Assistant Governor Kent said, since last May, required household mortgage payments had risen from about 7 per cent of household disposable income to almost 10 per cent, which is above estimates of the peak reached in 2008 when the cash rate was 7¼ per cent.
And for those households with a large mortgage, required payments are a much higher share of their income.
“Many borrowers have had to cut back on spending to meet higher mortgage payments, while also feeling the pain of rapidly rising living costs,” Assistant Governor Kent said.
He said the RBA predicts that with a cash rate at 4.1 per cent, household spending would decline by between 0.4 per cent and 0.8 per cent a year.

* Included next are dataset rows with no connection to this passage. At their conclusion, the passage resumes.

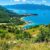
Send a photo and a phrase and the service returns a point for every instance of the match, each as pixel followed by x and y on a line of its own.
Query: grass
pixel 28 46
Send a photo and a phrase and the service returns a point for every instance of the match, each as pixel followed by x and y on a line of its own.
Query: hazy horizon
pixel 12 2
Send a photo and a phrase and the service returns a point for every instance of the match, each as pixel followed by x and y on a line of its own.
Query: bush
pixel 44 35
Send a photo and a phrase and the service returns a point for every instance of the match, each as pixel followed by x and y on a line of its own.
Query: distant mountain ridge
pixel 28 6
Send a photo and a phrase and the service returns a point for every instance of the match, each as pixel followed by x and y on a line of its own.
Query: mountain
pixel 28 6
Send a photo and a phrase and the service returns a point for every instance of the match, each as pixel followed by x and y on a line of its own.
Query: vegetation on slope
pixel 7 16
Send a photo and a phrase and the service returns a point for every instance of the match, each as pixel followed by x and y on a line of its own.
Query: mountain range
pixel 28 6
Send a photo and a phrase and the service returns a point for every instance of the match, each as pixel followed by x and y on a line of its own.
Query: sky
pixel 12 2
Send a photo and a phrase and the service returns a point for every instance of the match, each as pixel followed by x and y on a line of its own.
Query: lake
pixel 43 17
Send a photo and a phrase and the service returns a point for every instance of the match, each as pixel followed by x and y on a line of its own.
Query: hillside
pixel 7 16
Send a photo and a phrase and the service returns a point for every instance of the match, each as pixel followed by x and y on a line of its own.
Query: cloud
pixel 17 0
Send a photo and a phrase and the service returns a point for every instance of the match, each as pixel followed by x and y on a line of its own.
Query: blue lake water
pixel 43 17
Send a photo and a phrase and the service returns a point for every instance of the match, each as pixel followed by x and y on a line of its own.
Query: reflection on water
pixel 42 18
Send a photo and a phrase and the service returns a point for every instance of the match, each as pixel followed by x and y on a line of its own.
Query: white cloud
pixel 17 0
pixel 23 0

He said it was also putting pressure on retailers to cut their prices.
“The effect of slower demand growth on inflation is now building,” he said.
“For example, we are hearing in liaison that a range of retailers are discounting prices in the face of weak consumer spending.”
Assistant Governor Kent said there were a number of ways in which higher interest rates reduced demand throughout the overall economy.
He said the main way was through the cash flow channel which reduced household income for borrowers.
However, with its prevalence of variable-rate mortgages and short fixed-rate terms, the Australian economy is a lot more responsive to higher interest rates that force them to pay more on their debt.
Other ways higher interest rates lower demand also come from the intertemporal substitution channel, the asset-price channel, the credit channel and the exchange rate channel.
According to Assistant Governor Kent, for households, higher interest rates provide an incentive to save more today and postpone consumption and dwelling investment until another time.
He said higher interest rates also tend to make lending more risky, especially to lower net-worth borrowers.
Another way higher interest rates reduce demand is because higher interest rates increase the value of the Australian dollar relative to other countries.
He said this time around that has happened because other countries have also been raising rates aggressively.
Assistant Governor Kent said in Australia the cash-flow channel will continue to be the main lever for the RBA, and there might be more work to be done.
“The Board is paying close attention to economic developments here and overseas, and some further tightening of monetary policy may be required to ensure that inflation, which is still too high, returns to target in a reasonable timeframe,” he said.